La finance européenne face à un enjeu d’indépendance de sa régulation
L’Association des marchés financiers en Europe (AFME) a annoncé mardi la nomination d’Adam Farkas comme CEO en remplacement de Simon Lewis, alors que ce mouvement du directeur exécutif de l’Autorité bancaire européenne (EBA) commençait à faire couler beaucoup d’encre depuis la révélation de pourparlers fin août. Avant même cette démission qui prendra effet le 31 janvier 2020, l’organisation Finance Watch avait demandé à l’EBA de regarder ce sujet de près, estimant qu’un tel mouvement n’était pas possible au regard de l’intérêt public et de la réglementation, sans demander des conditions strictes et une période de latence («cooling-off period») de douze mois imposée par l’article 16 du statut des hauts fonctionnaires de l’Union européenne (UE), plus une période obligatoire de deux ans au cours de laquelle l’intéressé doit informer son ancien service de toute nouvelle activité pour autorisation. Transparency International recommande plutôt deux ans de latence, comme dans divers pays européens (trois en France).
L’EBA a précisé que son conseil des superviseurs avait décidé, après évaluation, qu’Adam Farkas «ne participerait plus au travail de surveillance et de politique, se concentrant exclusivement sur les questions opérationnelles jusqu’au 31 octobre», ses autres fonctions étant réaffectées le reste du préavis.
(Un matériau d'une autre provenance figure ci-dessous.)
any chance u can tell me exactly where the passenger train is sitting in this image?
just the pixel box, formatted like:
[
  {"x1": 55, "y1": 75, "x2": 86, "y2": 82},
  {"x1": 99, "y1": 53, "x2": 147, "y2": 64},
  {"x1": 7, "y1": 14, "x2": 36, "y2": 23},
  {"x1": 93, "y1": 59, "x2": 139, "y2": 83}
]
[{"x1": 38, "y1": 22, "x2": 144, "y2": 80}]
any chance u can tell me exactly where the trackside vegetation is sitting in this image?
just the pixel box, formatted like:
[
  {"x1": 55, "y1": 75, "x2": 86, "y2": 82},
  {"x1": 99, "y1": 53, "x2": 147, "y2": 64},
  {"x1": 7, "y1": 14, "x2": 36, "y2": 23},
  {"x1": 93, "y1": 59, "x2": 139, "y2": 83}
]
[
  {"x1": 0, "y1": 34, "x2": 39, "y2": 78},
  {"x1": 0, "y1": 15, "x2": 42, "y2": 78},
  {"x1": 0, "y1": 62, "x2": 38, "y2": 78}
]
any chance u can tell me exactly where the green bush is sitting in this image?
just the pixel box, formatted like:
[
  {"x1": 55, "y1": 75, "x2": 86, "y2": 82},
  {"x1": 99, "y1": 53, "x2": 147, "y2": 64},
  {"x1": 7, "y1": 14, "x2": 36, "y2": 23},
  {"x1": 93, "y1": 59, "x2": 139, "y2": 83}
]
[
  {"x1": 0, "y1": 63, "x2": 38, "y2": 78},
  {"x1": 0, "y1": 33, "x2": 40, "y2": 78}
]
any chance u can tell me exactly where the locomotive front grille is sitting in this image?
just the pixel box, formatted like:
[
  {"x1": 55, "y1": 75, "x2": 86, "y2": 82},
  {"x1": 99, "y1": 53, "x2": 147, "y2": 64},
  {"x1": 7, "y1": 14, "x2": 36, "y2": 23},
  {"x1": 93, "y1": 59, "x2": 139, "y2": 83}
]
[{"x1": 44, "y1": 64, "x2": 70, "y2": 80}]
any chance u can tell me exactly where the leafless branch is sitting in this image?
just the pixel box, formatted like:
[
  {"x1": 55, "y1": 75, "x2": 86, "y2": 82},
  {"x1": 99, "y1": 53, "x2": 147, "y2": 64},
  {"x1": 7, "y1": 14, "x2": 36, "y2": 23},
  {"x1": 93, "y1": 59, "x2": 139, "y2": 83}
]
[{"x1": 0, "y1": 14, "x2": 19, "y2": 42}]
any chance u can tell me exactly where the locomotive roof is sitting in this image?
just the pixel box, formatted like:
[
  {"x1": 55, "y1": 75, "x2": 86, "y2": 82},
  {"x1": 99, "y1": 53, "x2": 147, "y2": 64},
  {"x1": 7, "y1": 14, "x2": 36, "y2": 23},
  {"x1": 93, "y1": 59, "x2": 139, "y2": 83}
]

Sur les conditions de son futur emploi, «il ne pourra (…) avoir de contacts professionnels avec le personnel de l’EBA pendant 24 mois, (…) ni contribuer aux activités de sa nouvelle organisation sur des sujets directement liés au travail qu’il a effectué au cours des trois dernières années de service pendant 18 mois».
Pour Benoît Lallemand, secrétaire général de Finance Watch, «ce transfert direct du superviseur au principal et très puissant lobby bancaire ne respecte pas les délais d’usage ni les guidelines au regard de la menace pour l’intérêt public : les cycles de la réglementation bancaire sont très longs, et M. Farkas connaît parfaitement les stratégies, les contacts et les éléments-clés que l’EBA met en place pour assurer un minimum de contrepoids au lobby bancaire sur les différents sujets». Finance Watch estime que, faute d’interdiction, un délai de deux à cinq ans aurait été proportionné au niveau de la menace, que l’interdiction d’interagir avec le staff de l’EBA est une règle de base au-delà de ce cas précis, et que celle de ne pas contribuer aux activités de l’AFME sur les sujets traités durant les trois dernières années en ayant des informations non publiques stratégiques en tant que dirigeant, est «impossible à vérifier».